Kısacası kız ve oğlan çocuklarının erken dönemde neyi yapıp neyi yapmayacakları kız çocuklarının aleyhine işlemekte ve baskılanan kız çocuğu gençlik dönemine geldiğinde kendisi olamadan başkalarının istediği gibi bir kadın olma yoluna girmektedir. Davranışlarında özgür olamayan, itaat etmesi öğrenilen bu süreçte kız çocuğunun genel anlamda eğitim alıp iyi bir işte çalışması da engellendiğinden erkenden evliliğe yönlendirilir. Bu koşullar altında evlenen kadın, ataerkil normlar gereğince kocasının “malı-mülkü” gibi değerlendirilir ve kadının bütün dünyası evi olur. Çünkü ataerkil kültürel kodlara göre evi erkek geçindirecek, kadını koruyup kollayacak ve kadın her yönüyle erkeğe bağımlı, erkek ise her şeye sahip olacaktır. Bu durum gerek erkek gerekse kadın için normaldir. Oysa kazın ayağı öyle gözükmemektedir. Keza yazılı ve görsel medyadan, televizyondan izlediği çeşitli farklı hayatlar onun hiç görmediği birçok faklı yaşantıları ekrana yansıttıkça sosyal yaşamın gerçekliği ile karşı karşıya kalır. Kadın, farklı hayatları gördükçe kendi yaşadığı çelişkileri artar. Sonuçta birçok kadın yaşadığı haksızlıklarla dolu bu hayata itiraz eder ve karşı çıkışlarıyla erkeğe olan bağlılığını sorgular hale gelir. Özellikle eğitimden alıkonulan kız çocuklarına öğretilen okuyup ne yapacaksın, evi sen mi geçindireceksin gibi kalıp yargılarla çocuk doğurmaya, evi ile ilgili işleri yapmaya, söz dinlemeye ve kendine kocasının statüsüyle toplumda bir yer bulmaya çalışarak kendi küçük dünyasında yaşarken, öğrendiği ve gördüğü farklı hayatlarla kendi hayatını karşılaştırır. Bu karşılaştırmada, kendi isteklerinin önemsiz olduğunu, bu hayatı çocuğu ve eşi için yaşamasının gerektiği öğretileri içinde boğulmaktan kurtulma isteği doğar. İtirazları arttıkça farkındalığı da artar. İşte, zaten kız ve oğlan çocuklarının bu şekilde eşitsiz yetiştiriliş biçimi yetişkin yaşamında da devam eder ve şiddetin kendisi olarak karşımıza çıkar.

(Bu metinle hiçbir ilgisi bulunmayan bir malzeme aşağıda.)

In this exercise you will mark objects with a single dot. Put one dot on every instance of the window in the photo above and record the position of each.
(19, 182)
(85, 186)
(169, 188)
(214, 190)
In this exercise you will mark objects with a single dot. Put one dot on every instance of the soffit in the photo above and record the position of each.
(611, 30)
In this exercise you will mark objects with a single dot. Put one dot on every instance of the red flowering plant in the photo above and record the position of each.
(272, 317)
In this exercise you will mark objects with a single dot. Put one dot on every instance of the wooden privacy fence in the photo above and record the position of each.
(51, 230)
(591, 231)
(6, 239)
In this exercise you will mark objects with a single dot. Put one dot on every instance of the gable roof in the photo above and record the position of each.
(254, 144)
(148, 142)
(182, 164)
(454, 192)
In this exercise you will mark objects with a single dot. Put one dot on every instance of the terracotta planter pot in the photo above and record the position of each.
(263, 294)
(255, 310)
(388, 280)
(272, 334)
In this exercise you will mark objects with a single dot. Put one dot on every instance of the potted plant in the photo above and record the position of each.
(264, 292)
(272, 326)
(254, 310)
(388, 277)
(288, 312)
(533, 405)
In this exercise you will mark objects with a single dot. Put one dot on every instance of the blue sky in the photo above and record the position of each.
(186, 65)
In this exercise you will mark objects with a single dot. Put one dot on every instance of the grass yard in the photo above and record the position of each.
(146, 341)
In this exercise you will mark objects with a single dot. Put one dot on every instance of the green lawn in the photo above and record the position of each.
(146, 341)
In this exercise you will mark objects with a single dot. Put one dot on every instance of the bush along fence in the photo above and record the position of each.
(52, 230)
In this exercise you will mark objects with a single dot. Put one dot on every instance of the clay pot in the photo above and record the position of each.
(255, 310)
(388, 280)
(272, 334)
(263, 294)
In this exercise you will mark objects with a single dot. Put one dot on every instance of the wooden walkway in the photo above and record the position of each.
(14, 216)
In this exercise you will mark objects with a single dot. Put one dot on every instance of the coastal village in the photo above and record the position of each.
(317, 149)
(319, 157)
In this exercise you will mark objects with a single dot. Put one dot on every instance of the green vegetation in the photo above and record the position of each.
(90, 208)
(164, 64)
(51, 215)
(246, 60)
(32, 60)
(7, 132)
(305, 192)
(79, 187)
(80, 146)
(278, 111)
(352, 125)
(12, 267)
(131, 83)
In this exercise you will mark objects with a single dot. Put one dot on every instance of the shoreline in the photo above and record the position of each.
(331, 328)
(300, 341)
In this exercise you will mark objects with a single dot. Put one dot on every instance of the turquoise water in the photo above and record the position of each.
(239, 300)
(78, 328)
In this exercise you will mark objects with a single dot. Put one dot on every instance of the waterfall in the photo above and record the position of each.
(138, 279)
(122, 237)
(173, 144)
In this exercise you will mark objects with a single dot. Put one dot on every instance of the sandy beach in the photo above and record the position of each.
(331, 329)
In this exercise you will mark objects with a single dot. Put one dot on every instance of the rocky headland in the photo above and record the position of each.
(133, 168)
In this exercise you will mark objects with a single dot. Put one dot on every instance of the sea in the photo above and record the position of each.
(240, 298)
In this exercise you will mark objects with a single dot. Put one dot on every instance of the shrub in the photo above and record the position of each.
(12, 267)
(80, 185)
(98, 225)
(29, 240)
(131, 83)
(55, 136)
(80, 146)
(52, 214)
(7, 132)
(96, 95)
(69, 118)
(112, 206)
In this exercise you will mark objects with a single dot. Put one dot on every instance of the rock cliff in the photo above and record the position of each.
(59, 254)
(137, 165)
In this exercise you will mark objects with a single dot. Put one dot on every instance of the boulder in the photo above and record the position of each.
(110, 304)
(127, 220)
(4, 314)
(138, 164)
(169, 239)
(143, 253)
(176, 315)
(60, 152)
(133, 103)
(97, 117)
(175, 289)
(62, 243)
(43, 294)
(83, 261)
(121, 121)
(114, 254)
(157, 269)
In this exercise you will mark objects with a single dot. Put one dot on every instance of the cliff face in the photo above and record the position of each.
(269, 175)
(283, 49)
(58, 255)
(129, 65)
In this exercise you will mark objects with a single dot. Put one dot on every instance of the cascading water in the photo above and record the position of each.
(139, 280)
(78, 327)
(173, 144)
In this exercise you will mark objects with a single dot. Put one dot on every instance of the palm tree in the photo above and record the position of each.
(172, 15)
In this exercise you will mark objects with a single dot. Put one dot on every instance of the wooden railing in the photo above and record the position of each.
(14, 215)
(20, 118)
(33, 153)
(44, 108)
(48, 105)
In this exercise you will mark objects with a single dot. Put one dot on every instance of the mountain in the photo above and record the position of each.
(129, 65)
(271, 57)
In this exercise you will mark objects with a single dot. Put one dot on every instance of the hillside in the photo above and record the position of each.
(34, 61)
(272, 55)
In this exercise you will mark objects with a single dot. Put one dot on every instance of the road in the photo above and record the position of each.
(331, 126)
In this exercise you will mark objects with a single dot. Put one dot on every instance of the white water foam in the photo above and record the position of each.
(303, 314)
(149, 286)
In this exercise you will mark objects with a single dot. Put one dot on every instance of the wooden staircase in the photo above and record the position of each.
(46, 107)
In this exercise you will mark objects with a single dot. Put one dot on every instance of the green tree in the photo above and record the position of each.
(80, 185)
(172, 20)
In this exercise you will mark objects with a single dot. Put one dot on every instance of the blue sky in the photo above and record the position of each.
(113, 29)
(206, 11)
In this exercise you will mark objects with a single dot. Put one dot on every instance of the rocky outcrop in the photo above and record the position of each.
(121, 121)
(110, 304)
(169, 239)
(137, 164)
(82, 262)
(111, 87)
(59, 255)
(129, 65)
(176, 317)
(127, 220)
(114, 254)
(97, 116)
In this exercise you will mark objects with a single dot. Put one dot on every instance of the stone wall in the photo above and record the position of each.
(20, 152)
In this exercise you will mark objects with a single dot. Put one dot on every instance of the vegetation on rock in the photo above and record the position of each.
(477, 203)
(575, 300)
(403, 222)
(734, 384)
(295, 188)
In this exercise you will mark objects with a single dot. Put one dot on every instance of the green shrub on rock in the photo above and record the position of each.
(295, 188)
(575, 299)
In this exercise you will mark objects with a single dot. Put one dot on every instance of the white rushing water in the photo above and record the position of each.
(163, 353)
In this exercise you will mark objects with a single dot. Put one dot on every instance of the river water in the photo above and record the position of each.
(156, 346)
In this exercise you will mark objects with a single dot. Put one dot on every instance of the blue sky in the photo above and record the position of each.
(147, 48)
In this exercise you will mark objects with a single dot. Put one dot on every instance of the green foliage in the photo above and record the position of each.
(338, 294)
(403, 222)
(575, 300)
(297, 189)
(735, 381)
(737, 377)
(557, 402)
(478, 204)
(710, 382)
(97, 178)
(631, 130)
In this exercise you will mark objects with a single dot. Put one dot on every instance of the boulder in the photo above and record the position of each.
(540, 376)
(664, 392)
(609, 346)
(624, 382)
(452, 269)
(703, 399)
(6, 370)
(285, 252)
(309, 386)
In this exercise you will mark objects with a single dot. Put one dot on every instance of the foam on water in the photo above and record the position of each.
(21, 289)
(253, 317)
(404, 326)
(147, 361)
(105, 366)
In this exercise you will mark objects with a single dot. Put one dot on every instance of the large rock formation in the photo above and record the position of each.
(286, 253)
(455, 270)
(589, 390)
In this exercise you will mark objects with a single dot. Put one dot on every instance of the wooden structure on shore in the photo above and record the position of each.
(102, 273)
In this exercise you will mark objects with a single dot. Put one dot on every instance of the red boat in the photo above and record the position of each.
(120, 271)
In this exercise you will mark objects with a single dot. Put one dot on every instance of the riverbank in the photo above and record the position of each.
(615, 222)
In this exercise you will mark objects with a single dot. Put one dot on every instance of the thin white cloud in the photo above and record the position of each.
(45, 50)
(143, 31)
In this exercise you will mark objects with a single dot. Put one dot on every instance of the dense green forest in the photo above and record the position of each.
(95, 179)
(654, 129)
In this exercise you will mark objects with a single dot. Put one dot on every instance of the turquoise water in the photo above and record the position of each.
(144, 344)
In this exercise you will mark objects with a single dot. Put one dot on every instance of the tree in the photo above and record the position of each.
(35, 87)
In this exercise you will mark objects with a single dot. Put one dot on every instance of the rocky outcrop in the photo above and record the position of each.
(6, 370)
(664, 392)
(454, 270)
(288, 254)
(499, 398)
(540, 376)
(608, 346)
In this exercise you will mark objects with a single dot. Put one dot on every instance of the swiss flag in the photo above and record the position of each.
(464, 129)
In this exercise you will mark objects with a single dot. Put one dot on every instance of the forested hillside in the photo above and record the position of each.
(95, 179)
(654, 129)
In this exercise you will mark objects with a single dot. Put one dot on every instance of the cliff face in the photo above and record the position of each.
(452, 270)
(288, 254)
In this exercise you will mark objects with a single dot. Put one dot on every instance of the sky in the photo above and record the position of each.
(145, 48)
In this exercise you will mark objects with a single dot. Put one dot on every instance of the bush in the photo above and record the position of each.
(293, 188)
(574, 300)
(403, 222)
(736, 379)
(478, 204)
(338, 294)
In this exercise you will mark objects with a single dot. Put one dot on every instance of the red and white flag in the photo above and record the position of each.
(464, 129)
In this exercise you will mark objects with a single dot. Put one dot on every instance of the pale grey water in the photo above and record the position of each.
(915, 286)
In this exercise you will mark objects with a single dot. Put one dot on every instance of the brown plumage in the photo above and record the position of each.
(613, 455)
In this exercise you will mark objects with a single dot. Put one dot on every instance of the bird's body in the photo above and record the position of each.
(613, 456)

Tüm toplumlarda, davranışlarına çoğunlukla sınır konulmayan erkeğin uyguladığı şiddetin de normal olduğu algısı yaygındır; çünkü erkektir yapar, eve geç gelebilir ya da gelmeyebilir, istediğini yapar, aldatabilir, aldatmak erkeğin şanındandır gibi kalıp yargılar çoğu zaman normal karşılanan bir davranış olarak görülebilmektedir. Üstelik, erkeğin yaptığı bu aşağılayıcı şiddet içerikli davranışları kadından affetmesi beklenir. Ama aynı davranışları kadın yaparsa iffetsizlikle ve namussuzlukla suçlanır. Hatta öldürülmeyi bile hak eder! Çünkü kadın kocanın malı-mülkü, babanın-amcanın-ağabeyin malı-mülküdür. Bundan dolayı erkekler kadının üzerinde her türlü hakka ve tasarrufa sahiplerdir! Erkeğin kadını bir mal-mülk gibi görme anlayışı kadına karşı her türlü şiddeti meşrulaştırmakta hatta öldürmesine dayanak teşkil etmektedir! Bu sizlere bir senaryo gibi gelebilir. Ancak her gün yaşadığımız gerçekliğin ta kendisi olduğunu biraz çevremize bakarsak anlarız. Şimdi sizlere soruyorum. Bu anlayış doğru olarak kabul edilebilir mi? Eşitsizliği, baskıyı, itaati, bağımlı olmayı getiren, kadını değersiz kılan edilgen / nesne durumuna düşüren bu anlayış nasıl onaylanabilir! Bu insan olan, birey olan kadını yokmuş gibi görmek, değersizleştirmek değil midir? Şiddet değil midir?
Kültürel normların hepsinin yanlış olduğu söylenemez. Ama eşitsizlik üzerine inşa edilen her norm bir insan hakkı ihlalidir. Kuşkusuz kültürün öğrenilmişliği tek taraflı olarak yapısal unsurlarla sınırlı değildir. Bireyin kendisi de sosyal birlikteliklerde mevcut kültürün üzerine yenilerini ekleyerek ya da bir kısmından vazgeçerek ya da bir kısmını gereksiz bularak kendi duygu ve düşüncelerini rasyonel seçimler yaparak inşa edebilir. Giddens’ın (2007) ifadesiyle toplumsal yaşam, yapı+özne / toplum+birey ikiliği çerçevesinde hem birbirini etkileyen hem de birbirinden etkilenen, yani birbiriyle hak ve sorumluluklar çerçevesinde ilişkiselliğini ortaya koyan bir anlayışla sürdürülür. Bireyin toplumdaki göreli uyumu hem nesnel olarak yapısal normları öğrenmesi hem de öznel olarak kişinin kendisinin yapıp ettikleri sayesinde gerçekleşir ve böylelikle birey bir özne olarak sosyal pratiklerin inşasına katkıda bulunur. Özetle, kültürü yapan da değiştiren de biziz. O halde neden halen bu eşitsizlikleri sürdürelim?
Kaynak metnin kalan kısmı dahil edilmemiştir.